Links to files:

• Links to the code and executable:
• morph.c
• morph.exe
• Required local files and Makefile
• glut.h
• libglut.a
• Makefile
• Sample data file pairs
• data1.dat and data2.dat
• dataset1.dat and dataset2.dat

Introduction

Initially, the purpose of this project was to make a program that could morph any two 2D set of bezier curves.  However, the difficulties in showing a graphical animation, approximating bezier curves, and making data files limited this somewhat.  The final result is a program that will morph between two designs containing an equal number of cubic bezier curves (and therefor an equal number of data points).

Graphical Interface

I used OpenGL to display a drawing of line segments approximating a cubic bezier curve (much like the algorithm used in problem set 6).  Using a loop, an animation of drawings from one set of curves to the next was made so that a smooth transition between the two designs is shown graphically within about 5 seconds.  OpenGL has many abilities to display in various ways, which proved to be a conquest to find the code necessary for providing just a simple 2D drawing animation.  At this point, a 3D version of this program would have been no harder to achieve than the 2D version.

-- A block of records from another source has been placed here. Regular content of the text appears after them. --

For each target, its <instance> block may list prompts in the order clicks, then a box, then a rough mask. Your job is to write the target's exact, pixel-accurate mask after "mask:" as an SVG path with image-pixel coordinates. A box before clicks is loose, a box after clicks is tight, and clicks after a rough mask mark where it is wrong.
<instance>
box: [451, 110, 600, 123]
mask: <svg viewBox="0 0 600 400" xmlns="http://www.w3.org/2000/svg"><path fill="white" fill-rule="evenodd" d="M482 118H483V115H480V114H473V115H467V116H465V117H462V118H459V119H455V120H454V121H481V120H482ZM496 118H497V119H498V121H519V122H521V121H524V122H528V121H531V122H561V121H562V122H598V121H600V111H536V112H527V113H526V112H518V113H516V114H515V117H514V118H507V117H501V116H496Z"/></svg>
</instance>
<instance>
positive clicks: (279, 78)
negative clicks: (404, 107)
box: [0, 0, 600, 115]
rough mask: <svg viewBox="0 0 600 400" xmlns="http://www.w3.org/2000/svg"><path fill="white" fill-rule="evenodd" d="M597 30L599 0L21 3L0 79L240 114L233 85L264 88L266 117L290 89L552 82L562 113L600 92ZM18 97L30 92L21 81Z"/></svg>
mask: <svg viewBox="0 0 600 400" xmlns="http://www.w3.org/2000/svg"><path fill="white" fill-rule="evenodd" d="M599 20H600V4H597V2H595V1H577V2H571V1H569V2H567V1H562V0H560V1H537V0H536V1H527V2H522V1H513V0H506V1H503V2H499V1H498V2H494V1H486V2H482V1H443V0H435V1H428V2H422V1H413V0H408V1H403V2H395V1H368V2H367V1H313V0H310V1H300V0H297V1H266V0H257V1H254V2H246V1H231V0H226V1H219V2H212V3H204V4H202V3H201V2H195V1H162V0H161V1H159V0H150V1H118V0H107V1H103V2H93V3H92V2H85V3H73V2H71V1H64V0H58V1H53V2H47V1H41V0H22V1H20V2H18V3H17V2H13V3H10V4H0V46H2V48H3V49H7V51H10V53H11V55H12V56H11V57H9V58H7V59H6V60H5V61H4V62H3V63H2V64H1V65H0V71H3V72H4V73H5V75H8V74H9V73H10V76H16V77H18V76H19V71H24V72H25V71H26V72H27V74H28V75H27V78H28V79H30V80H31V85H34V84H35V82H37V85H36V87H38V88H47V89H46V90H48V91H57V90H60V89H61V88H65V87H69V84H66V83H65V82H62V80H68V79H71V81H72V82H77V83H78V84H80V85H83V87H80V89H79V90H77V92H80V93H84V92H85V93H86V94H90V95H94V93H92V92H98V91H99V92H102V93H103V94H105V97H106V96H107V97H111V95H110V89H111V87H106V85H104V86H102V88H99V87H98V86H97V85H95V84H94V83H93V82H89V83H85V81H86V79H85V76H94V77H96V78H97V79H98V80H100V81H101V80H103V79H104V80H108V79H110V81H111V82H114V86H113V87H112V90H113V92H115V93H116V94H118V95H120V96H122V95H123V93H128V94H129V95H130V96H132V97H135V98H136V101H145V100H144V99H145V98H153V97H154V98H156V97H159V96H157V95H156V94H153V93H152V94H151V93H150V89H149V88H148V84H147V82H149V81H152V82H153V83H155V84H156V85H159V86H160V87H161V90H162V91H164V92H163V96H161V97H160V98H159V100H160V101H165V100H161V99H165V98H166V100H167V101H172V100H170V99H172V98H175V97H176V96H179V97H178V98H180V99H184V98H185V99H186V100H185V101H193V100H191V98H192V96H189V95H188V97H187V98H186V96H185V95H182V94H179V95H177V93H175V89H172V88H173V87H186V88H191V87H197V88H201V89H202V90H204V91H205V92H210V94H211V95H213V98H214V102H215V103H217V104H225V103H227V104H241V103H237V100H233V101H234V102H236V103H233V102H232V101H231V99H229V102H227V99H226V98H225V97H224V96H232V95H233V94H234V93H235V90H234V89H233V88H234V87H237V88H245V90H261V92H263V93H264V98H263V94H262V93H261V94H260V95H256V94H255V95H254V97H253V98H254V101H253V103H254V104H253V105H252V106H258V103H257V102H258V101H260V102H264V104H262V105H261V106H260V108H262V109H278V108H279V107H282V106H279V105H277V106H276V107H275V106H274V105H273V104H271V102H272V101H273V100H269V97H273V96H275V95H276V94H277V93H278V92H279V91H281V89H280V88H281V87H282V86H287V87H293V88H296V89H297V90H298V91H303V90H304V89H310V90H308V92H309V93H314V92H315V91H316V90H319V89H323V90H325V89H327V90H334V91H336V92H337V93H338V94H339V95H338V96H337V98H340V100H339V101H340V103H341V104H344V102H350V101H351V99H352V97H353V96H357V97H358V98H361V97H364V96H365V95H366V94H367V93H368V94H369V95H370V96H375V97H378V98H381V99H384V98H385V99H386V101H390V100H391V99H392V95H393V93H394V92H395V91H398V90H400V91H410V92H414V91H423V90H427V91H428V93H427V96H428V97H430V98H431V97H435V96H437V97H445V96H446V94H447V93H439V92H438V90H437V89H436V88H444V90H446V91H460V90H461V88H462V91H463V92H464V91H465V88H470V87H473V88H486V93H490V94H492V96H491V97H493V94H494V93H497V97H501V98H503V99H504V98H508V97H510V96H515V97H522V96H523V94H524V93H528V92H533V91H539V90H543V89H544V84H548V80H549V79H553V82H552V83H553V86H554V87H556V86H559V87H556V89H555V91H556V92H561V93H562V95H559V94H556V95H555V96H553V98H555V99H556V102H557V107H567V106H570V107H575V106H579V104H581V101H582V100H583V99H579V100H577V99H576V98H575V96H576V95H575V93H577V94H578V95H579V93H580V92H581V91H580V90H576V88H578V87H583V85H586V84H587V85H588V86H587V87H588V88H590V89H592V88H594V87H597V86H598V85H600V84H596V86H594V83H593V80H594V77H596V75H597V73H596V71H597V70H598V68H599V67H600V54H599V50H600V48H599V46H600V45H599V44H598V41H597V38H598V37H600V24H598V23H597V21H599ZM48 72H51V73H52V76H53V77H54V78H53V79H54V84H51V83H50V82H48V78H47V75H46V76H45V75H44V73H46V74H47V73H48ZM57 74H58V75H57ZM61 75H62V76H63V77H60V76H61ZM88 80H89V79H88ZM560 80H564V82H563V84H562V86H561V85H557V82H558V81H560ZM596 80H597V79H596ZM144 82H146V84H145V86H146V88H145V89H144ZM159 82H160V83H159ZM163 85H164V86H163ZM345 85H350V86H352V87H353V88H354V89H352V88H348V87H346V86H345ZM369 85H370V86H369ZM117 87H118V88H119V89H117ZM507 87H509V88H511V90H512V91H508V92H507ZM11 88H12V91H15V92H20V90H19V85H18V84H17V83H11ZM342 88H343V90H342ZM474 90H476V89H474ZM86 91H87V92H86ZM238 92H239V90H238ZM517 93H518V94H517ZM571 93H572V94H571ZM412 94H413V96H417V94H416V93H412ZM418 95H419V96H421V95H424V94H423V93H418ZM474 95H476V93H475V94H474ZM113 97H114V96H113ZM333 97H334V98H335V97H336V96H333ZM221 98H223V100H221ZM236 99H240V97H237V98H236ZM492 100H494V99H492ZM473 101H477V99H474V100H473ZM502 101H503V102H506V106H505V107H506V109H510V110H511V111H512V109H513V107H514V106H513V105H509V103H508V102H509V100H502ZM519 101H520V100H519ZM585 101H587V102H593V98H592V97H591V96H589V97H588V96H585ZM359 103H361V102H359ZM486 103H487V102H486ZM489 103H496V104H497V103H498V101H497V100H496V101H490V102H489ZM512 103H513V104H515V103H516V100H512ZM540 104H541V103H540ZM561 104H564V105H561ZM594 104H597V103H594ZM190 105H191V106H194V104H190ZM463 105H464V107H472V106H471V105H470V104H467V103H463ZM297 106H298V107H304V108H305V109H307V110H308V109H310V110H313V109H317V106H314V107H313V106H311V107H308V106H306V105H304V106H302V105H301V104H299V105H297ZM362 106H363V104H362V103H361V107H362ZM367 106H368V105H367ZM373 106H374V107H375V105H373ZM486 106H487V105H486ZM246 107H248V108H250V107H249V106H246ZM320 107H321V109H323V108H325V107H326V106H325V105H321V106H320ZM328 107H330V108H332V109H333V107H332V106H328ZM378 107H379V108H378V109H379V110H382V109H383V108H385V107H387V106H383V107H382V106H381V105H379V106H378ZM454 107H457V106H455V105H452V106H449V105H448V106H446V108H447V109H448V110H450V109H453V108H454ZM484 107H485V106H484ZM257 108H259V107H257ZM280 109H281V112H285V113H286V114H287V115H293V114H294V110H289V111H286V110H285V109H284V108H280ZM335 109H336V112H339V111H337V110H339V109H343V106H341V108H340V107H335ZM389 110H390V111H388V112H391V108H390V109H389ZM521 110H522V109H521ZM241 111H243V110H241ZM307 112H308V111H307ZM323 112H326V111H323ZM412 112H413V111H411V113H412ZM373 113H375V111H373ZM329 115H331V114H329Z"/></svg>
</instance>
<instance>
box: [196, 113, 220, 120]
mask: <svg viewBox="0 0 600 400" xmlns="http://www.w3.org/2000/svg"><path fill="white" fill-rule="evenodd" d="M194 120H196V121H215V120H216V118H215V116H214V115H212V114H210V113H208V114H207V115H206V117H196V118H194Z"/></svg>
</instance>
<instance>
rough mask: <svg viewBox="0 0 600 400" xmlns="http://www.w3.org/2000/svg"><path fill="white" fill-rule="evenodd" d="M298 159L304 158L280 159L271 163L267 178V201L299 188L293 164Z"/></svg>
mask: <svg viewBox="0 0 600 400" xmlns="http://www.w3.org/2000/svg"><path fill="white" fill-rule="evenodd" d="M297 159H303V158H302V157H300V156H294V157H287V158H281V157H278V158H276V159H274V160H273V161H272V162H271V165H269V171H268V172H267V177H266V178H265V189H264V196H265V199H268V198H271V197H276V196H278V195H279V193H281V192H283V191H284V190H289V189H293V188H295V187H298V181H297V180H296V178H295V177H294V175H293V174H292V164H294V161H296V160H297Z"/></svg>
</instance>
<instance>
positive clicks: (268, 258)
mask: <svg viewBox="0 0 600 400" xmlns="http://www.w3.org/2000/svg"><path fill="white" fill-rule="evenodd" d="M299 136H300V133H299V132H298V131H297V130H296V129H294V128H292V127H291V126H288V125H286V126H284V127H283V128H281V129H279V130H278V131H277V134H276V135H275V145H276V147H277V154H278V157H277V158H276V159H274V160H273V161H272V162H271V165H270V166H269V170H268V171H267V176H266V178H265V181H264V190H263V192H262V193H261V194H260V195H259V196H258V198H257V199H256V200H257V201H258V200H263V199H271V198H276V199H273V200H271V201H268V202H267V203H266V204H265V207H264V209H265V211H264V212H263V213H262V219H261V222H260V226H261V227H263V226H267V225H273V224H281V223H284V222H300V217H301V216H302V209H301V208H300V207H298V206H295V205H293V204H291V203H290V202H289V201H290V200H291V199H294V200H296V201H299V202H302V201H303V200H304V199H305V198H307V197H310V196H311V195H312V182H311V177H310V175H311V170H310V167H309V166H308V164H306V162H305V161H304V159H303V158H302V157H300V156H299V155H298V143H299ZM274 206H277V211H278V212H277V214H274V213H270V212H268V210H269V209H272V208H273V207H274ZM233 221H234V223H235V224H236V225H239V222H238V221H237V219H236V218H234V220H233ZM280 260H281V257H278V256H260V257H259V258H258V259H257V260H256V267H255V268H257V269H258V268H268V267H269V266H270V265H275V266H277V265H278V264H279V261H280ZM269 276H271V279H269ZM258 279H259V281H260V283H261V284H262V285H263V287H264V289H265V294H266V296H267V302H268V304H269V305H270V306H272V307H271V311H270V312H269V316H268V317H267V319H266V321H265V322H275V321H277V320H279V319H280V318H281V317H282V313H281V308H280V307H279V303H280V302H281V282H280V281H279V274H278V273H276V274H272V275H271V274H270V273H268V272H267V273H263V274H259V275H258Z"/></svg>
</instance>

Approximating Bezier Curves

This program relies of a set of files containing the control points for cubic bezier curves. This was the initial step to achieve a working program, with the intention of producing code that would approximate any order bezier curve. However, the difficulties involved with producing an agorithm that would achieve this proved to be more difficult that originally imagined. This problem is due mostly to the unknown number of points required for intermediate calculations of the approximated coordinate point on the curve.

Furthermore, since only cubic bezier curves are used, two drawings containing a different quantity of control points provided a significant difficulty. In order to morph, the number of control points in one file has to approach the number of control points in the other file as the morphing progresses. However, one control point cannot be eliminated because the result will be a non-cubic bezier curve, and because of this problem, files with different quantities of control points cannot be used.

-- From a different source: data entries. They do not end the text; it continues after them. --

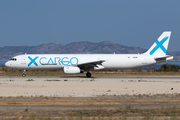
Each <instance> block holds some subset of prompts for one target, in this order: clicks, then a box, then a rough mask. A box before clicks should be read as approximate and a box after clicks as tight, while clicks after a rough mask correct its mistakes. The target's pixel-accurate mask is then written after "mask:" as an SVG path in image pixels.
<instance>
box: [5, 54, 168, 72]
mask: <svg viewBox="0 0 180 120" xmlns="http://www.w3.org/2000/svg"><path fill="white" fill-rule="evenodd" d="M155 57H156V56H154V55H145V54H24V55H18V56H15V57H14V60H9V61H8V62H6V66H8V67H10V68H14V69H24V70H38V69H43V70H44V69H51V70H57V69H63V67H64V66H68V65H77V64H81V63H88V62H91V61H99V60H104V62H102V64H101V65H102V66H101V67H99V69H128V68H138V67H143V66H148V65H152V64H157V61H156V60H155V59H154V58H155ZM158 57H159V56H158ZM161 62H165V61H161ZM158 63H159V62H158ZM97 69H98V68H97ZM94 70H96V68H94Z"/></svg>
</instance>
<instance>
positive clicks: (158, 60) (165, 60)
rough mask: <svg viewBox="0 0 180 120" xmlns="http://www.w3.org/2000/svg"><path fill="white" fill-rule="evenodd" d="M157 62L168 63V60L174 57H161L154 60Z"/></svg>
mask: <svg viewBox="0 0 180 120" xmlns="http://www.w3.org/2000/svg"><path fill="white" fill-rule="evenodd" d="M154 59H155V60H156V61H157V62H160V61H168V60H173V59H174V57H173V56H170V55H166V56H163V57H156V58H154Z"/></svg>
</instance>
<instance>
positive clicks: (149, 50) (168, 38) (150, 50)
mask: <svg viewBox="0 0 180 120" xmlns="http://www.w3.org/2000/svg"><path fill="white" fill-rule="evenodd" d="M170 36H171V31H164V32H163V33H162V34H161V36H160V37H159V38H158V39H157V40H156V42H155V43H154V44H153V45H152V46H151V47H150V48H149V50H148V51H147V52H145V53H144V54H148V55H166V52H167V48H168V44H169V39H170Z"/></svg>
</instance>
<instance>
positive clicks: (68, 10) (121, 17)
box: [0, 0, 180, 52]
mask: <svg viewBox="0 0 180 120" xmlns="http://www.w3.org/2000/svg"><path fill="white" fill-rule="evenodd" d="M166 30H168V31H172V35H171V39H170V44H169V49H168V51H169V52H172V51H180V0H149V1H148V0H1V1H0V41H1V42H0V47H3V46H21V45H29V46H32V45H39V44H47V43H61V44H64V45H65V44H68V43H71V42H78V41H90V42H102V41H105V40H108V41H111V42H114V43H119V44H122V45H127V46H136V47H142V48H146V49H149V47H150V46H151V45H152V44H153V43H154V42H155V41H156V39H157V38H158V37H159V36H160V35H161V33H162V32H163V31H166Z"/></svg>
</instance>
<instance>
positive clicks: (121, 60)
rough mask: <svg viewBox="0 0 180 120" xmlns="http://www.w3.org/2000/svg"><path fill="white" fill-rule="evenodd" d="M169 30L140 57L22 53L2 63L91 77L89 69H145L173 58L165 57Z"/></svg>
mask: <svg viewBox="0 0 180 120" xmlns="http://www.w3.org/2000/svg"><path fill="white" fill-rule="evenodd" d="M170 36H171V31H165V32H163V33H162V34H161V36H160V37H159V38H158V39H157V40H156V41H155V43H154V44H153V45H152V46H151V47H150V49H149V50H148V51H147V52H145V53H142V54H24V55H18V56H15V57H13V58H12V59H10V60H9V61H7V62H6V63H5V66H7V67H9V68H13V69H22V70H24V72H23V75H22V76H24V77H25V76H26V70H46V69H47V70H58V69H63V71H64V73H65V74H78V73H83V72H84V71H86V72H87V73H86V76H87V77H91V73H90V71H92V70H102V69H109V70H117V69H129V68H139V67H144V66H149V65H153V64H157V63H161V62H166V61H168V60H172V59H173V56H170V55H166V52H167V48H168V44H169V39H170Z"/></svg>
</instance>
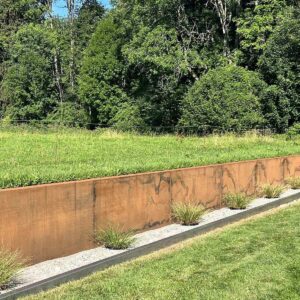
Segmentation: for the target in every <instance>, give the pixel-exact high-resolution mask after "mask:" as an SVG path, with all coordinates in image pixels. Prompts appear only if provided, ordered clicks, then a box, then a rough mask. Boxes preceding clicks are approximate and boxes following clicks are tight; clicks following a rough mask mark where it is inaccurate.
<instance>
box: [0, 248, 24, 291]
mask: <svg viewBox="0 0 300 300" xmlns="http://www.w3.org/2000/svg"><path fill="white" fill-rule="evenodd" d="M24 266H25V261H24V259H22V258H21V255H20V254H19V252H10V251H8V250H5V249H2V248H0V290H2V289H5V288H7V287H8V286H9V284H10V283H11V282H12V281H13V280H14V279H15V277H16V275H17V274H18V273H19V271H20V270H21V269H22V268H23V267H24Z"/></svg>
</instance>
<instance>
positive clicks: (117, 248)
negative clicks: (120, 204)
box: [95, 226, 134, 250]
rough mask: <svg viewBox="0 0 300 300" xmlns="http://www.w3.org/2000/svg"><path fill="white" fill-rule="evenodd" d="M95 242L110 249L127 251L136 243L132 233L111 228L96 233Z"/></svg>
mask: <svg viewBox="0 0 300 300" xmlns="http://www.w3.org/2000/svg"><path fill="white" fill-rule="evenodd" d="M95 242H96V243H97V244H99V245H104V247H105V248H108V249H116V250H120V249H127V248H129V247H130V246H131V245H132V243H133V242H134V238H133V236H132V232H122V231H121V230H120V229H119V228H116V227H113V226H109V227H108V228H106V229H103V230H101V231H99V232H96V233H95Z"/></svg>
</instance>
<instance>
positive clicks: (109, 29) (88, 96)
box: [79, 16, 128, 125]
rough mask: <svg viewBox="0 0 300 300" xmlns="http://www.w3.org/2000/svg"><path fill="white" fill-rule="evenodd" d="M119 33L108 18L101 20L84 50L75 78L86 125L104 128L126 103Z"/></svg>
mask: <svg viewBox="0 0 300 300" xmlns="http://www.w3.org/2000/svg"><path fill="white" fill-rule="evenodd" d="M122 43H123V29H122V28H120V27H119V26H118V25H117V24H116V23H115V22H114V20H113V18H112V16H108V17H106V18H104V19H103V20H102V21H101V22H100V23H99V26H98V27H97V30H96V32H95V34H94V35H93V37H92V39H91V41H90V44H89V47H88V48H87V49H86V52H85V56H84V59H83V63H82V68H81V71H80V77H79V96H80V102H81V103H82V105H83V106H84V107H85V108H86V110H87V111H88V114H89V117H90V123H97V124H98V123H100V124H102V125H108V124H109V122H110V120H111V119H112V118H113V117H114V116H115V114H116V113H117V111H118V107H119V106H120V105H121V104H122V103H123V102H127V101H128V96H127V94H126V92H125V91H124V90H123V88H122V87H123V82H124V69H125V67H124V65H123V63H122V61H121V60H120V56H121V45H122Z"/></svg>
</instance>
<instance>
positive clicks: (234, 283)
mask: <svg viewBox="0 0 300 300" xmlns="http://www.w3.org/2000/svg"><path fill="white" fill-rule="evenodd" d="M299 219H300V206H299V204H298V205H294V206H292V207H289V208H285V209H282V210H279V211H278V212H276V213H275V214H272V215H268V216H265V217H263V218H258V219H254V220H252V221H249V222H246V223H244V224H242V225H236V226H234V227H229V228H227V229H224V230H223V231H219V232H215V233H212V234H209V235H207V236H206V237H203V238H201V237H200V238H196V239H194V240H193V241H192V242H189V243H187V244H183V246H181V247H180V246H179V247H178V248H177V249H176V248H175V250H173V251H170V250H169V251H165V252H162V253H161V254H159V255H155V256H150V257H148V258H144V259H138V260H136V261H133V262H130V263H127V264H125V265H120V266H117V267H113V268H110V269H108V270H105V271H103V272H98V273H96V274H94V275H91V276H89V277H87V278H85V279H82V280H80V281H75V282H71V283H69V284H65V285H62V286H61V287H59V288H57V289H54V290H52V291H49V292H46V293H42V294H39V295H36V296H35V297H32V298H30V299H49V300H50V299H64V300H65V299H72V300H77V299H78V300H79V299H105V300H109V299H111V300H115V299H118V300H119V299H149V300H150V299H151V300H155V299H164V300H168V299H172V300H176V299H178V300H179V299H180V300H181V299H187V300H190V299H205V300H206V299H211V300H214V299H222V300H232V299H239V300H240V299H247V300H249V299H250V300H251V299H252V300H254V299H282V300H286V299H299V297H300V285H299V282H300V223H299Z"/></svg>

All this would be possible with more time. Much time was used trying to learn OpenGL.

Conclusion

Only two sample pairs of files exist because of the tediousness of creating a file. However, the user is free to make their own files, according the format shown in the sample files. The final outcome in OpenGL was quite beautiful actually. The animation is smooth and clean. With more time, this could be much better, allowing a 3d environment with an uncontrolled number of varrying types of bezier curves. Had I thought earlier, the difference between 2D and 3D bezier curves is insignificant, and would have been nicer. However, this would also have increased the complexity of making designs to morph. Also, next time, a windows platform would be desirable, although OpenGL tends to make things more difficult there too.